Cam’ron also pointed out that Prodigy from Mobb Deep had just signed a side deal with Koch — a deal that required 50 Cent’s approval. Needless to say, this discussion of sales figures and contract clauses was the beginning of something bigger: 50 Cent and Cam’ron were officially feuding within a week.

The feud began in earnest with the release of 50 Cent’s song and video “Funeral Music,” which quickly became a YouTube favorite. 50 Cent snarled, “Cam, are you clear what you facin’?”, but the song was generally devoid of boasts about record sales, which were once a big part of 50 Cent’s insult arsenal. In fact, the cleverest taunt was a twisted salute to Jim Jones’s success: near the end, 50 Cent says, “From now on, Jimmy’s the boss of DipSet.”

Rappers Find That a Small Label Can Have Its Uses
Published: February 27, 2007

Cam’ron’s reply to 50 Cent, “Curtis,” also available on YouTube, is denser and funnier, full of tricky rhymes and silly allusions. (The winning couplet: “Have a seat, this gon’ be a masterpiece/I have to beef — he look like a gorilla with rabbit teeth.”)

Oddly enough, Cam’ron — whose only million-selling album was released in 2002 — is the one who wants to talk numbers: “Juelz 800, Jim 400.” (That’s Juelz Santana, who records for Def Jam.) And he gleefully rehashes G Unit’s recent sales history: “Banks bricked, Mobb bricked, Buck” — Young Buck — “ain’t been out for three years.”

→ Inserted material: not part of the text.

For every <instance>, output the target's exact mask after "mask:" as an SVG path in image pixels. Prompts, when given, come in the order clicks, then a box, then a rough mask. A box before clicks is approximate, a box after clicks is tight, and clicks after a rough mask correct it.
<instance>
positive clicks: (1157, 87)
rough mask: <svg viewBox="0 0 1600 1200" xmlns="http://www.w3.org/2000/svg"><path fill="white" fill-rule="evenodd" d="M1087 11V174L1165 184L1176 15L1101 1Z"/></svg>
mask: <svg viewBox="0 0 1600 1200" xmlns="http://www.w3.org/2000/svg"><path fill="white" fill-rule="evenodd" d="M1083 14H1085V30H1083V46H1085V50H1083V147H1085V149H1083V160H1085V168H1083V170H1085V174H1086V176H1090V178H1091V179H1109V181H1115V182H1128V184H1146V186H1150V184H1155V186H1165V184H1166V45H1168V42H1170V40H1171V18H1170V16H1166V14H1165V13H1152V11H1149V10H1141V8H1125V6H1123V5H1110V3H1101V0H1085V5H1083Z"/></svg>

During a spoken interlude at the end, he dredges up that famous phrase once again: “Talkin’ bout Koch a graveyard? You just signed off for Prodigy to go there.”

As record sales keep sliding, the rise of Koch coincides with the lowering of rappers’ expectations. Five years ago, no self-respecting rapper — certainly no self-respecting New York rapper — would ever have bragged about selling 400,000 records. But if you’re not going to sell a million CDs with a major label, you may well be better off at Koch, accepting a lower recording and promotional budget in exchange for a higher royalty rate. That’s why rappers are so ambivalent about Koch: signing there means giving up the dream of pop stardom, or, at any rate, deferring it.

Discussing a possible move to Koch (during 50 Cent’s recent Hot 97 interview with Ms. Martinez), the streetwise Yonkers veteran Styles P said he knew he couldn’t expect to sell 5 or 10 million CDs. “So long as I’m decent and I’m making a little something,” he said, “I don’t need to have the six cars in my lot.”

Koch clearly isn’t a hip-hop “graveyard” any more, if it ever was. The undercelebrated veterans in Bone Thugs-n-Harmony released a pretty dull Koch CD last year, “Thug Stories,” but it was only a warm-up for “Strength & Loyalty,” their Interscope debut, due in April. (The marvelous first single is “I Tried,” a sweet and melancholy collaboration with Akon.) And after three solid Koch CDs, B. G. earned himself a new contract with Atlantic Records; here’s hoping they know what to do with him.

Of course some rappers, like Prodigy, are realizing that they don’t have to choose; major labels sometimes allow rappers to release their mixtape-style side projects on Koch, on the assumption that these CDs won’t detract from proper album sales. (For example, Prodigy plans to release a Koch mixtape, with the producer Alchemist, followed by “H.N.I.C. 2,” his proper second solo album, also on Koch.) And now that the major labels are cracking down on illegal mixtapes, Koch’s lawyer-approved approach may seem more attractive than ever.

If the industry were healthier, people might be wondering whether Koch might start acting like a real major label; in the current climate, people are wondering whether the major labels will find themselves emulating Koch’s business model. No doubt rappers, and major-label executives, will be watching closely, to see whether Koch’s bare-bones, low-overhead, niche-friendly approach can stay profitable. And what would scare them more: watching Koch stumble or watching it succeed?